Crush and steep the Munich malt, crystal malts, and Special malt in one gallon of 150°F water for 30 minutes. Strain and sparge the water from the steeped grains into your brew pot with another gallon of 150°F water. Bring to a boil, remove from heat, and add malt extracts and bittering hops. Boil for 45 minutes and add Irish Moss and flavor hops. Boil for 15 minutes and add aroma hops, remove from heat and chill for 20 minutes. Strain the chilled wort into the fermenter and add cold, aerated water to obtain slightly over 5 gallons. Pitch yeast!  When fermentation is complete, bottle with 3/4 cup corn sugar.


I have brewed this beer with Munton’s light extract when the store was out of Briess, and it turned out just as good.  The Briess Special malt is supposed to add a biscuity, tangy flavor, but with it only constituting 1/13 of the steeped grains, I am not sure how much it affects the flavor in the end.  As I have just run out of it, I am going to leave it out of my next batch.

This recipe is about balance between malt and hops: it’s not a bitter beer, nor is it sweet. Since the hops are not on the front of the palate for this beer, I use this beer to clean out the odds and ends of hops in my freezer left over from other batches. I had Perle hops left from a batch of pale ale I made last month and used them to bitter this batch; however, I didn’t have quite enough so I added a smidge of Nugget hop pellets to bring up the HBUs. Generally, you need 9 HBUs for five gallons of this beer if you’re using hop pellets, and 10 HBUs if you’re using whole leaf hops. You can leave the flavor hops out completely (which I have done) and still have an excellent beer.

I’ve bittered this beer with Chinook (a great choice), Magnum, UK Northern Brewer, UK Northdown, Centennial, and now Perle hops: all turned out great!  I like Fuggles or Willamette for flavor, and a combination of .5-1 oz. total Willamette and Cascade for aroma.

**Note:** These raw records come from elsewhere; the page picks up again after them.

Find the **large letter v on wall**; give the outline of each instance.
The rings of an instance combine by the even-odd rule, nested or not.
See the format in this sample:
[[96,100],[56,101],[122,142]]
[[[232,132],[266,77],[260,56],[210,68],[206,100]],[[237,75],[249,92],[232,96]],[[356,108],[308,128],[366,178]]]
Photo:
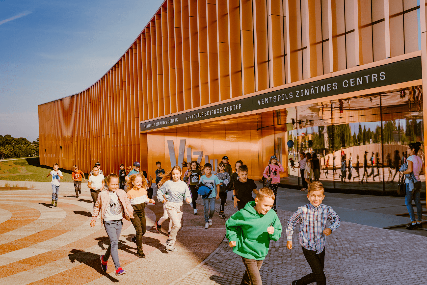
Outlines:
[[[178,153],[178,164],[181,167],[184,160],[184,154],[185,152],[186,140],[179,140],[179,149]],[[173,168],[176,164],[176,157],[175,155],[175,146],[173,140],[167,140],[167,147],[169,149],[169,158],[170,160],[170,166]]]

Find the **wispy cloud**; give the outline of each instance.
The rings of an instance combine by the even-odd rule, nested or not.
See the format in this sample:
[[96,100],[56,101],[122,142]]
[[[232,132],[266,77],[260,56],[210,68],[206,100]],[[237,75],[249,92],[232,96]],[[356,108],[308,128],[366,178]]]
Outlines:
[[11,17],[10,18],[8,18],[6,20],[3,20],[3,21],[0,21],[0,25],[4,24],[5,23],[9,22],[9,21],[12,21],[12,20],[15,20],[15,19],[18,19],[18,18],[20,18],[24,16],[26,16],[29,14],[31,14],[31,11],[25,11],[24,12],[22,12],[22,13],[20,13],[17,15],[15,15],[13,17]]

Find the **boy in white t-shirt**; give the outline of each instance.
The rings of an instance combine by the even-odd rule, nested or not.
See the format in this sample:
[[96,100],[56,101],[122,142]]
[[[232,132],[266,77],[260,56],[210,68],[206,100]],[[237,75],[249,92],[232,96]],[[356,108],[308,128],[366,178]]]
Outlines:
[[97,166],[92,168],[93,175],[91,175],[88,180],[88,187],[91,189],[91,196],[94,200],[94,206],[98,198],[98,194],[104,189],[105,180],[104,175],[99,173],[99,169]]
[[63,179],[64,176],[61,170],[58,170],[59,166],[58,163],[53,165],[53,170],[49,172],[47,177],[52,176],[52,205],[56,207],[58,205],[58,196],[59,195],[59,185],[61,185],[60,179]]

Originally I brewed this with Wyeast #1056 American Ale yeast, which is what I believe they use for Gaelic Ale at Highland.  1056 ferments very clean and bright, and results in a pretty crisp flavor for such a malty beer.  I have also tried Wyeast # 1084 Irish Ale yeast, Whitelabs WLP028 Edinburgh Ale yeast, and Wyeast #1728 which I have used twice now.  I thought that the Irish yeast fermented too dry for this beer.  The Scottish yeast seems better suited for a malt-forward beer that is nonetheless not sweet, however I am thinking about returning to 1056 to compare now that I have tried others.